Le parole del portavoce dell’Unhcr hanno suscitato l’indignazione del premier di Canberra, il conservatore Malcolm Turnbull. Egli, infatti, ha ribadito l’impegno del proprio Esecutivo a difesa delle frontiere marittime del Paese: “Il nostro è uno Stato sovrano ed esso è libero di disciplinare come meglio crede l’immigrazione. Ogni tentativo da parte di organizzazioni esterne di indurre il Parlamento nazionale a modificare le proprie decisioni è un grave attentato alla nostra libertà.” Nonostante l’iniziale irritazione, il Primo Ministro ha poi dichiarato di considerare “preziosa” la collaborazione offerta dall’Alto Commissariato sul fronte dell’assistenza ai profughi. Parole dure nei confronti dell’agenzia Onu sono state pronunciate anche dall’ex premier Tony Abbot, esponente dello stesso partito di Turnbull nonché ideatore dell’operazione “No Way”: “Il mio Governo dispose un più rigido pattugliamento delle nostre acque territoriali al fine di infliggere un duro colpo agli affari dei trafficanti di esseri umani.
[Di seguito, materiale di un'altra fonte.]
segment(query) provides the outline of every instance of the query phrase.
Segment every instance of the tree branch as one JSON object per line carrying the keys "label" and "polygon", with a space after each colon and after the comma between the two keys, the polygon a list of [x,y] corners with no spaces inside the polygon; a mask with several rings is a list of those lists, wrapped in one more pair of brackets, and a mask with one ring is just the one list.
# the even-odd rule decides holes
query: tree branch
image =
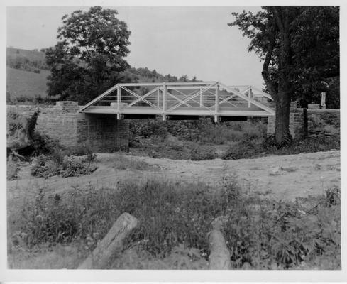
{"label": "tree branch", "polygon": [[282,22],[280,11],[278,10],[278,7],[273,7],[273,16],[276,20],[278,28],[280,31],[283,32],[285,28],[283,26],[283,23]]}

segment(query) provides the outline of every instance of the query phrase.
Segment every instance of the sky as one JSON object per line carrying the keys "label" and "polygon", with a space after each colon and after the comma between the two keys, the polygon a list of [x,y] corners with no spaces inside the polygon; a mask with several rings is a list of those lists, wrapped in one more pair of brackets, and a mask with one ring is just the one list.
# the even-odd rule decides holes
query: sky
{"label": "sky", "polygon": [[[249,39],[232,22],[232,12],[256,12],[257,6],[107,6],[131,31],[130,53],[135,67],[155,69],[163,74],[228,85],[261,87],[262,62],[248,53]],[[89,6],[7,7],[6,46],[32,50],[57,43],[61,18]]]}

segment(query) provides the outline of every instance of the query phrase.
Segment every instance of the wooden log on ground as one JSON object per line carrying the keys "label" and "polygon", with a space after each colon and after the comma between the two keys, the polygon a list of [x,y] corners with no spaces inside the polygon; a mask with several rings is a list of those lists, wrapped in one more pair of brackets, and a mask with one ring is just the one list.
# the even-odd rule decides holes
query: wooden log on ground
{"label": "wooden log on ground", "polygon": [[216,219],[212,222],[212,230],[209,232],[210,255],[209,269],[231,269],[230,252],[221,233],[222,222]]}
{"label": "wooden log on ground", "polygon": [[105,268],[109,261],[121,252],[124,239],[137,225],[136,218],[128,213],[123,213],[78,269]]}

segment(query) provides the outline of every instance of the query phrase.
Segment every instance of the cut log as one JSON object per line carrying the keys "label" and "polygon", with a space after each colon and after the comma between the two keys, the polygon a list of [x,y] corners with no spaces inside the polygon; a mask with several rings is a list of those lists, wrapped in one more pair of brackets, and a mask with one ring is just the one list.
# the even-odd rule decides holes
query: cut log
{"label": "cut log", "polygon": [[122,251],[124,239],[137,225],[136,218],[128,213],[123,213],[78,269],[104,269],[109,261]]}
{"label": "cut log", "polygon": [[221,233],[222,222],[216,219],[212,222],[212,230],[209,232],[210,255],[209,269],[231,269],[230,252]]}
{"label": "cut log", "polygon": [[7,148],[17,151],[29,146],[33,143],[33,133],[40,114],[38,110],[27,118],[16,112],[7,113]]}

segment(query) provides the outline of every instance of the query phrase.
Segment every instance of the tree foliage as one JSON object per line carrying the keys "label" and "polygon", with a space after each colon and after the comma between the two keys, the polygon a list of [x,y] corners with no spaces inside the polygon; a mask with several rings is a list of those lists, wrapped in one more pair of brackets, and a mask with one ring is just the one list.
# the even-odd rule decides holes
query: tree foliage
{"label": "tree foliage", "polygon": [[[290,101],[314,99],[339,76],[339,8],[263,6],[257,13],[233,13],[248,51],[263,60],[262,75],[276,104],[276,141],[290,136]],[[336,95],[335,95],[336,96]]]}
{"label": "tree foliage", "polygon": [[62,18],[58,43],[45,50],[50,96],[85,103],[121,80],[131,32],[117,14],[94,6]]}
Grazie alla disponibilità di Nauru e della Papua Nuova Guinea, abbiamo potuto allestire centri di identificazione al di fuori del territorio nazionale, impedendo così a migliaia di individui sconosciuti di riversarsi sulle nostre coste. L’Unhcr non conosce affatto la realtà australiana. Senza politiche del rigore, il nostro Paese si sarebbe trovato nelle stesse condizioni dell’Unione europea".